| Saturday, June 3, 2006 | Nanoparticles |
In a somewhat ironic twist, Steven Granick, Ph.D., and graduate student Liangfang Zhang from the University of Illinois, Urbana, have used positively charged polymer nanoparticles to stabilize liposomes and prevent them from fusing with one another. The results of this work appear in the journal Nano Letters.
Preparing hybrid liposome-nanoparticle proved to be simple. The investigators first prepared standard liposomes and then mixed them with smaller carboxylated polystyrene nanoparticles in a ratio of 1 liposome per 100 nanoparticles and sonicated this mixture for 10 minutes. They then concentrated the resulting dilute suspension of the desired hybrid by blowing nitrogen gas over the preparation. Nanoparticles cover approximately 25 percent of the liposome surface, leaving a large area of the liposome available for attaching drugs and targeting molecules.

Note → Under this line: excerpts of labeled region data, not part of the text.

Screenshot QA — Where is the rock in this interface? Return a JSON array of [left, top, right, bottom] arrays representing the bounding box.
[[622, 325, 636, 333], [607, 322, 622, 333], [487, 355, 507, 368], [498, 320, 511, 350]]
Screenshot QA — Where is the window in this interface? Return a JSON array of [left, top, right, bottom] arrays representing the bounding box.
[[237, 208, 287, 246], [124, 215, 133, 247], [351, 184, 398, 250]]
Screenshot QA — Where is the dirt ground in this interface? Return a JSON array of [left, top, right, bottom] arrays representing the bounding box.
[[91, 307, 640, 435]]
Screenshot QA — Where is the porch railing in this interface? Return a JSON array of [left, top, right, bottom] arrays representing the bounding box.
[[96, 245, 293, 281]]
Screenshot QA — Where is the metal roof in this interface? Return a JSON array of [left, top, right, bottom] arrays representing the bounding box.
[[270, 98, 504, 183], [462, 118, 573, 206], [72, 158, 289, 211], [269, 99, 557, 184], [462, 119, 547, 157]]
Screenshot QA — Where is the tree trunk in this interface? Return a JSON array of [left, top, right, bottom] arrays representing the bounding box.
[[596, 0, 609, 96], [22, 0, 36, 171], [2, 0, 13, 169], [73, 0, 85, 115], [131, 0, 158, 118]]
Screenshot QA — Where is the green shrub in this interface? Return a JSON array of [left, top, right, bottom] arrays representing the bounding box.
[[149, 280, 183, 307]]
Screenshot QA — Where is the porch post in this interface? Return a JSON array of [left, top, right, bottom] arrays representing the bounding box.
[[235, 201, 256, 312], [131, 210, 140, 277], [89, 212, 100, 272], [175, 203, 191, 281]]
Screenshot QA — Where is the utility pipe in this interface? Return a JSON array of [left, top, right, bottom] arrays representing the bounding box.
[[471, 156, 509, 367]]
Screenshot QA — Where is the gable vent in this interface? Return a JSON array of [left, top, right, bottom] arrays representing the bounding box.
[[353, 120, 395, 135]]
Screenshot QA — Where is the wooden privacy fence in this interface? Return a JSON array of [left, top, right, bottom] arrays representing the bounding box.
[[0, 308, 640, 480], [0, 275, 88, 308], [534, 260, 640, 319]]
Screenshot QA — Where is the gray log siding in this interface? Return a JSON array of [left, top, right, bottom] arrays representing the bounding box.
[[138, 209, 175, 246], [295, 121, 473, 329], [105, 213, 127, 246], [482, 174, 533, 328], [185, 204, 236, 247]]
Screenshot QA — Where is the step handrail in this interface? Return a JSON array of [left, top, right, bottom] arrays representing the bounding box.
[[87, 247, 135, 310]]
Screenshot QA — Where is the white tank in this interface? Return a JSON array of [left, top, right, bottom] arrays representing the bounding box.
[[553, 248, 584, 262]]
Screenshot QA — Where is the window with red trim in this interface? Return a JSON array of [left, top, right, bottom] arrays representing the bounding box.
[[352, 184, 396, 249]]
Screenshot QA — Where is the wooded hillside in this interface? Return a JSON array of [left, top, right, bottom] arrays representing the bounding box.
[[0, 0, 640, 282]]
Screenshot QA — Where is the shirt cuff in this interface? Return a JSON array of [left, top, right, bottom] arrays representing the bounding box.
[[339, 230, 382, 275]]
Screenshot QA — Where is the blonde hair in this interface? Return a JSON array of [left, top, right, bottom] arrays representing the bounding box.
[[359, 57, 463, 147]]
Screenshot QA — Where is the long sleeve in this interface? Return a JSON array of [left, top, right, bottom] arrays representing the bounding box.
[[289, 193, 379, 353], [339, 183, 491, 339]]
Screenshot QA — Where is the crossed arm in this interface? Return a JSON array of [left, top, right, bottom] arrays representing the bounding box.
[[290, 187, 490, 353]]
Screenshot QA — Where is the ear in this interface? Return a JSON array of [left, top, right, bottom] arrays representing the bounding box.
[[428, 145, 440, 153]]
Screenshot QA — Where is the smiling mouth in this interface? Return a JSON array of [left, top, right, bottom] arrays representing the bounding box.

Tests conducted one day after preparing the hybrids showed that virtually no fusion or clumping had occurred even in highly concentrated suspensions. In fact, tests as long as 50 days after preparation showed that the hybrids remained stable. Additional tests with liposomes loaded with a fluorescent dye found that no leakage occurred over four days. Longer duration studies are now underway.
This work is detailed in a paper titled, "How to stabilize phospholipid liposomes (using nanoparticles)" An abstract of this paper is available through PubMed.